This is going to sound bizarre, but it’s true: People were raging on Twitter the other day. “No!“ you say. “That august body of rational interchange, beset by raw emotion?” True.
This issue had to do with a backyard BBQ. Someone invited all the friends and cooked all the burgers — then sent everyone a bill for $100 to cover the cost.
Opinions were split: Never speak to them again, or never speak to them for 10 years.
I thought of this when the Giant Swede invited us over for burgers. He would never send us a bill. But as is the custom in our circle, we requested that we bring dessert. He was specific: Do not make seven-layer bars that look like core samples from a planet made of sugar. Just Fudgesicles or Push-Ups.

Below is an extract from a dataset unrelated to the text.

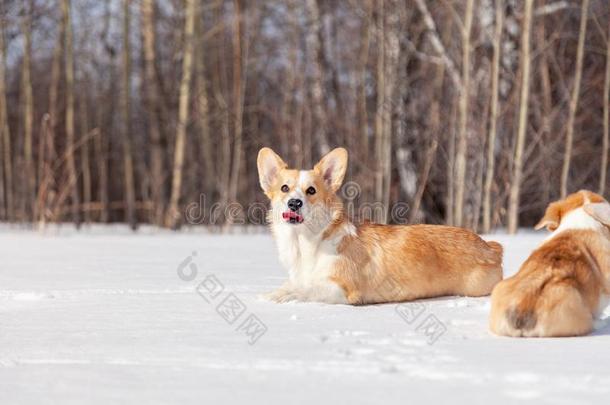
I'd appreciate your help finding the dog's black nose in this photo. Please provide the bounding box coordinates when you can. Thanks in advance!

See, it was a no-frills basic cookout. Burgers, but not ground wagyu beef on brioche. Ground chuck on industrial buns. And brats, but not artisanal fennel-infused craft sausages whose ends had been hand-cinched by a Master Meat-Monger. Just ... brats, you know?
This was not being done ironically, by the way. No one would stand around with elegant cocktails and say, “You know, by refusing to reinvent the hamburger, conceptually, he has recontextualized the essential nature of the thing. Like Warhol and the soup can. Oh, look, yellow mustard without any sort of pedigree whatsoever; don’t you love it? I practically feel like a caveman.”

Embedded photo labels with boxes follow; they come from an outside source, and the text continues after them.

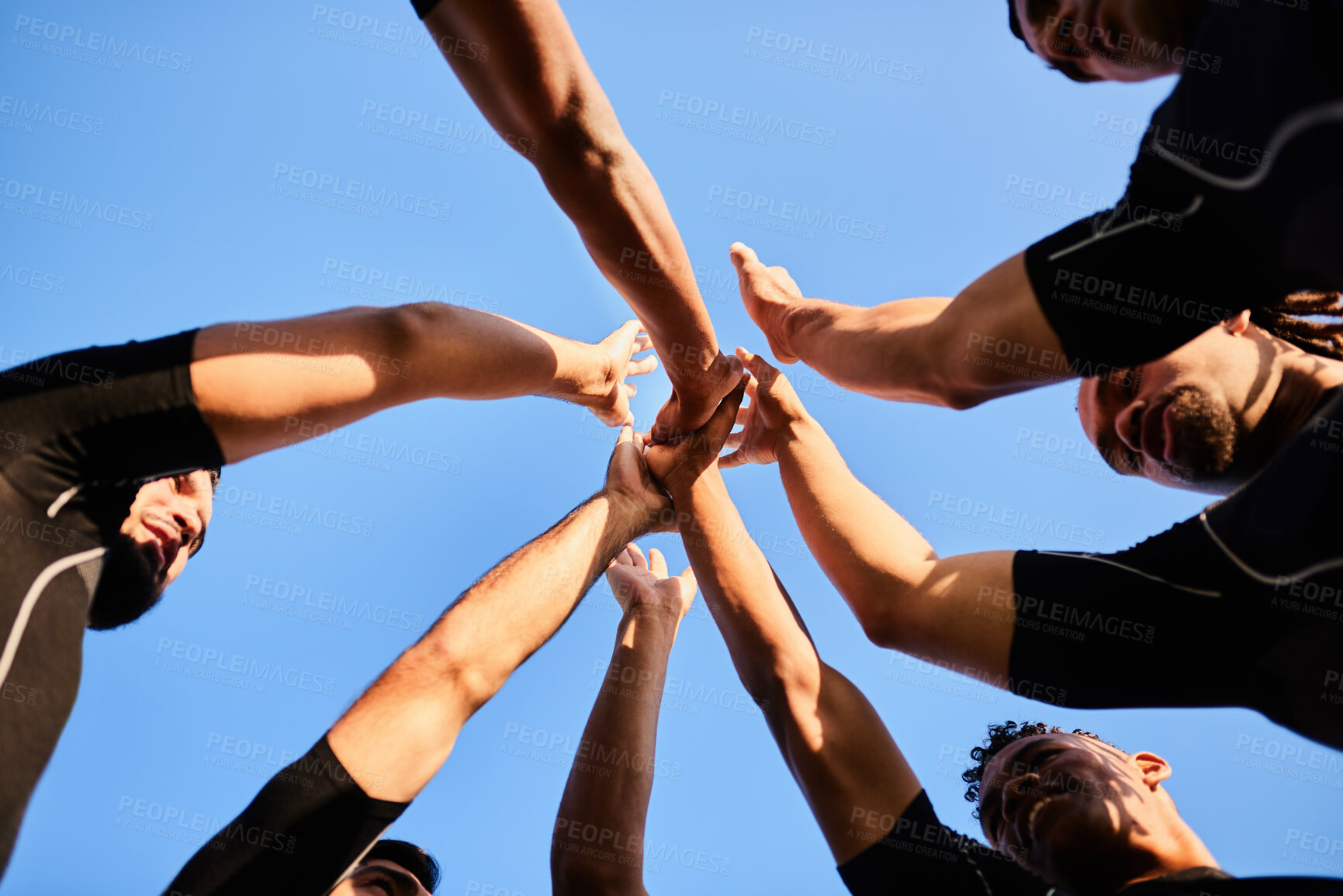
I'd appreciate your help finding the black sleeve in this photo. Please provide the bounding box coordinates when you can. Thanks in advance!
[1026,154,1251,376]
[839,791,1066,896]
[0,330,223,501]
[1009,517,1246,708]
[164,735,410,896]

Alas, the store had no Fudgesicles. No Push-Ups. Had they gone away? I didn’t get the memo. Had I just awakened from a long, long sleep to find the world utterly changed? What would happen if I asked a store employee why the Fudgesicles and Push-Ups were gone?
“Hold on, Rip Van Wrinkle, let me get you a chair, and we can see if there’s anyone who can come and get you.” (To walkie-talkie): “Yeah, we got a man in novelties, talking nonsense. He wants to do pull-ups. Check the news, see if someone wandered off.”